Inondations dans le Gharb : les prix des légumes s’envolent à l’approche de Ramadan
Les inondations récentes ayant frappé la région du Gharb commencent à produire des effets visibles sur les marchés alimentaires locaux. À Sidi Yahia du Gharb notamment, les perturbations agricoles et logistiques consécutives aux crues ont entraîné une hausse progressive des prix des légumes, observée à quelques jours seulement du mois de Ramadan, période traditionnellement marquée par une demande accrue.
Un bassin agricole sous pression après les crues
La plaine du Gharb, reconnue comme l’un des principaux bassins maraîchers du Royaume, joue un rôle déterminant dans l’approvisionnement de nombreuses villes. Les pluies abondantes des dernières semaines avaient d’abord laissé espérer une saison favorable. Toutefois, la montée rapide du niveau de l’oued Sebou et de ses affluents a submergé plusieurs exploitations, ralentissant les récoltes et désorganisant les circuits de distribution.
Des routes secondaires reliant les zones agricoles aux centres de commercialisation ont été endommagées ou rendues impraticables, compliquant l’acheminement des produits. Cette situation souligne la vulnérabilité des infrastructures rurales face aux événements climatiques extrêmes et la dépendance du secteur à une logistique fragile.
Des circuits d’approvisionnement perturbés
La fermeture de certains axes a contraint les commerçants à modifier leurs sources d’approvisionnement. Les détaillants qui se fournissaient auparavant à proximité doivent désormais parcourir de longues distances pour s’approvisionner, ce qui entraîne une hausse des coûts de transport et des frais intermédiaires.
Driss Touil, vendeur de légumes au détail interrogé sur place, a confié à Walaw : « La marchandise a changé de route… et les prix aussi. »
Il précise : « Avant, nous nous fournissions dans les douars autour de Sidi Yahia et de Sidi Slimane. Aujourd’hui, nous sommes obligés d’aller jusqu’à Oulad Ziane, parfois même vers Agadir ou Chichaoua. La distance n’est plus la même, et les dépenses non plus. »
Selon lui, l’augmentation des prix ne reflète pas une hausse des bénéfices des commerçants : « Le consommateur ne voit que le prix final affiché sur l’étal. La marchandise parcourt désormais des centaines de kilomètres. Le transport coûte plus cher, le carburant aussi, et à chaque étape, les frais augmentent. » Il conclut : « Notre bénéfice n’a pas réellement augmenté. Ce sont surtout les charges qui se sont accumulées. »
Des prix en hausse à l’approche de Ramadan
Dans plusieurs marchés de la région, les produits de base affichent déjà des niveaux supérieurs à ceux observés il y a quelques semaines. L’oignon avoisine 9 dirhams le kilo, la carotte environ 8 dirhams, tandis que la tomate et la pomme de terre se situent autour de 5 dirhams. Les petits pois dépassent les 16 dirhams.

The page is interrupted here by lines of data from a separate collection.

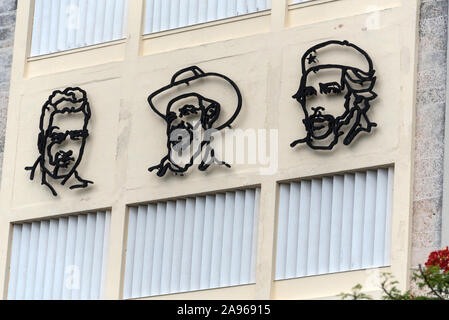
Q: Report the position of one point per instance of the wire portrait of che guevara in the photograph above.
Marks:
(194, 105)
(335, 93)
(62, 138)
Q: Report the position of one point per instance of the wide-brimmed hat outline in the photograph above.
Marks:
(197, 75)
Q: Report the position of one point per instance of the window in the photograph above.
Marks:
(334, 224)
(60, 25)
(62, 258)
(163, 15)
(197, 243)
(298, 1)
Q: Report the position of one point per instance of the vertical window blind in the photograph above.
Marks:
(163, 15)
(191, 244)
(298, 1)
(60, 25)
(63, 258)
(334, 224)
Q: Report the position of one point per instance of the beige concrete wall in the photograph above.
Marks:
(261, 54)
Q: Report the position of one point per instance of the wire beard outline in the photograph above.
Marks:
(44, 136)
(359, 109)
(206, 122)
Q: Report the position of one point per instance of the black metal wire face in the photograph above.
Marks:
(354, 85)
(181, 129)
(55, 159)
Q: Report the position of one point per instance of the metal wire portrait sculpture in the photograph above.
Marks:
(352, 84)
(62, 138)
(192, 116)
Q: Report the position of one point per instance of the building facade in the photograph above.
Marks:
(293, 198)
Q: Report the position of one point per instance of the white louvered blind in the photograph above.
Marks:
(60, 25)
(299, 1)
(334, 224)
(192, 244)
(163, 15)
(62, 258)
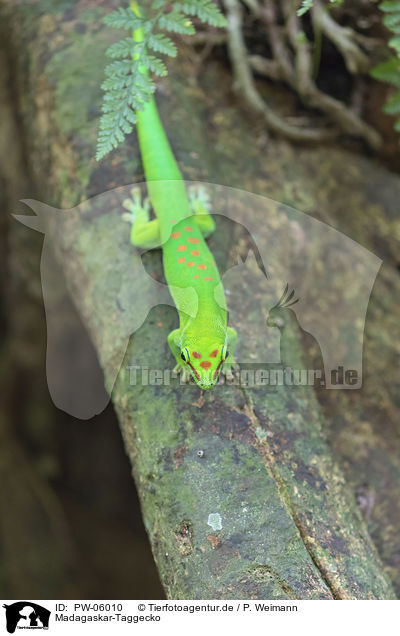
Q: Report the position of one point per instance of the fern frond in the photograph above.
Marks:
(160, 43)
(123, 19)
(128, 87)
(389, 71)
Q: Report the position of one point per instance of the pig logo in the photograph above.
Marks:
(26, 615)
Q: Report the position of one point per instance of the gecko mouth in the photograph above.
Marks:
(194, 372)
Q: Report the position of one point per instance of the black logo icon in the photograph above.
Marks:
(26, 615)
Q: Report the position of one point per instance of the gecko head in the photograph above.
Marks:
(204, 361)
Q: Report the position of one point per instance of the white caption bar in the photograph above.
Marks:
(207, 617)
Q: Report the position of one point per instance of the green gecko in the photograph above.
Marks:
(203, 343)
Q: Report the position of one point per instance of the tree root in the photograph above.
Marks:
(292, 63)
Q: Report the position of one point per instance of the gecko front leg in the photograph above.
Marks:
(174, 338)
(144, 233)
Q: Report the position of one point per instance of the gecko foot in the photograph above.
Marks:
(136, 206)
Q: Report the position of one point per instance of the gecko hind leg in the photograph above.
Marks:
(230, 366)
(144, 233)
(200, 206)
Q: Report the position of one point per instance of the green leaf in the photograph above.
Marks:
(121, 49)
(161, 44)
(155, 65)
(394, 43)
(392, 22)
(305, 6)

Cette évolution intervient dans un contexte sensible. À l’approche de Ramadan, la demande en légumes frais augmente généralement, ce qui accentue la pression sur l’offre disponible. Pour les ménages disposant de revenus modestes, ces fluctuations constituent une contrainte supplémentaire dans un climat marqué par la hausse globale du coût de la vie.
Des consommateurs qui réduisent les quantités
Sur les étals, les habitudes évoluent progressivement. Les clients continuent d’acheter les mêmes produits, mais en quantités plus réduites. Cette stratégie d’adaptation permet de préserver l’équilibre du budget alimentaire sans modifier profondément les habitudes culinaires.
Ce comportement traduit une érosion perceptible du pouvoir d’achat, particulièrement chez les foyers à revenus limités, pour lesquels chaque variation de prix a un impact immédiat.
Une situation locale révélatrice d’un enjeu national
L’exemple de Sidi Yahia du Gharb illustre clairement l’interaction entre aléas climatiques, logistique agricole et demande saisonnière. Les inondations ont constitué un facteur déclencheur immédiat, mais elles mettent surtout en lumière des fragilités structurelles liées aux infrastructures et à l’organisation des circuits d’approvisionnement.
À l’approche de Ramadan, l’évolution des conditions météorologiques et la reprise des récoltes seront déterminantes pour stabiliser les prix. En attendant, les marchés du Gharb offrent déjà un aperçu concret des répercussions économiques qu’un épisode climatique peut provoquer sur l’ensemble de la chaîne alimentaire.